How Websocket Works (Implemented in Rust)
Part1 The WebSocket Protocol by IFTF
Design Philosophy
Conceptually, WebSocket is really just a layer on top of TCP that does the following:
- adds a web origin-based security model for browsers
- adds an addressing and protocol naming mechanism to support multiple services on one port and multiple host names on one IP address.
- layers a framing mechanism on top of TCP to get back to the IP packet mechanism that TCP is built on, but without length limits.
- includes an additional closing handshake in-band that is designed to work in the presence of proxies and other intermediaries.

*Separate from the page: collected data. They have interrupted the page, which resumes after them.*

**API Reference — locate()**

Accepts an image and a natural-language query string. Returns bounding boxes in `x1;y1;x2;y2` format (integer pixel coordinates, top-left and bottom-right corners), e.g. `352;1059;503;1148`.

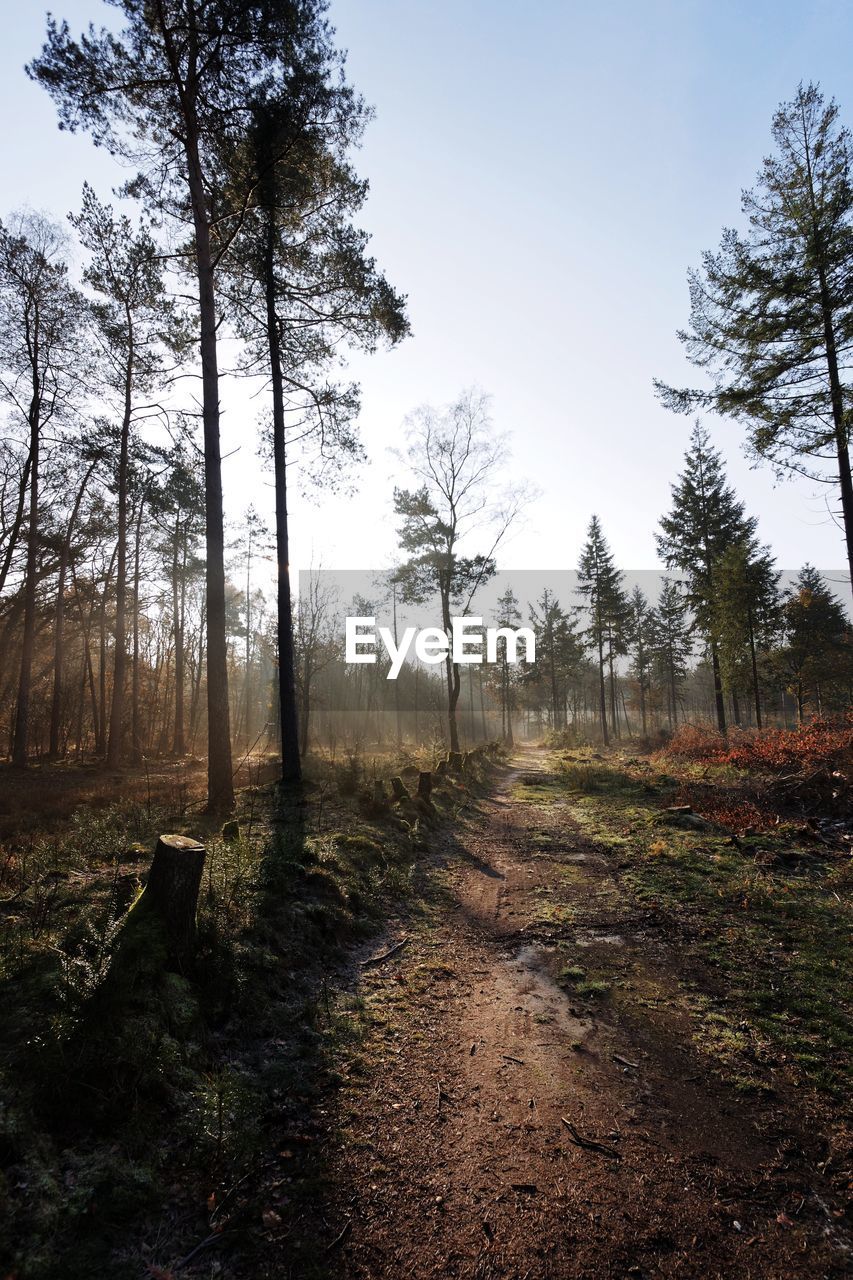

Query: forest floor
1;741;850;1279
247;745;852;1280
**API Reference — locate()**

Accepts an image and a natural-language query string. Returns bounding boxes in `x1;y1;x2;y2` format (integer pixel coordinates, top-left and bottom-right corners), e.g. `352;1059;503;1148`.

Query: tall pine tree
713;542;780;728
650;578;692;730
656;84;853;596
577;515;626;746
657;422;758;733
30;0;346;810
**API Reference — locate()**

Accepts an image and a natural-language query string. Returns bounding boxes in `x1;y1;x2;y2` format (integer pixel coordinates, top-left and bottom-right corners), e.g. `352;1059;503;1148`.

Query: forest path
300;748;841;1279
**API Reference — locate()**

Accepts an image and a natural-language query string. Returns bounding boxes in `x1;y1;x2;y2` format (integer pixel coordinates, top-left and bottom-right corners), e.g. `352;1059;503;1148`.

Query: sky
2;0;853;592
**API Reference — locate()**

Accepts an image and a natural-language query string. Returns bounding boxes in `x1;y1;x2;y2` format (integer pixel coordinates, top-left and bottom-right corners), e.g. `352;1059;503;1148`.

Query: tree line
287;411;852;755
2;17;852;798
0;0;407;809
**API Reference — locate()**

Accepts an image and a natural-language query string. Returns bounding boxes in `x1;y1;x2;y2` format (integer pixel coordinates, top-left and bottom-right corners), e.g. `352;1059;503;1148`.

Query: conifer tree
31;0;346;809
773;565;851;721
227;81;407;786
657;422;758;733
577;515;625;746
494;586;522;745
650;578;692;729
713;542;780;728
528;589;579;730
656;84;853;595
627;586;654;737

It's also designed in such a way that its servers can share a port with HTTP servers, by having its handshake be a valid HTTP Upgrade request.
The intent of WebSocket is to provide a relatively simple protocol that can coexist with HTTP and deployed HTTP infrastructure (such as proxies) and that is as close to TCP as is safe for use with such infrastructure given security considerations, with targeted additions to simplify usage and keep simple things simple.
The Opening Handshake
The opening handshake is intended to be compatible with HTTP-based server-side software and intermediaries, so that a single port can be used by both HTTP clients and WebSocket server communicating with the server. To switch to the WebSocket protocol, a client has to send a protocol switching request, it looks like this:
GET /chat HTTP/1.1
Host: server.example.com
Upgrade: websocket
Connection: Upgrade
Sec-WebSocket-Key: dGhlIHNhbXBsZSBub25jZQ==
Origin: http://example.com
Sec-WebSocket-Protocol: chat, superchat
Sec-WebSocket-Version: 13
The "Request-URI" of the GET method, which is "server.example.com" in the example request, is used to identify the endpoint of the WebSocket connection, both to allow multiple domains to be served from one IP address and to allow multiple WebSocket endpoints to be served by a single server.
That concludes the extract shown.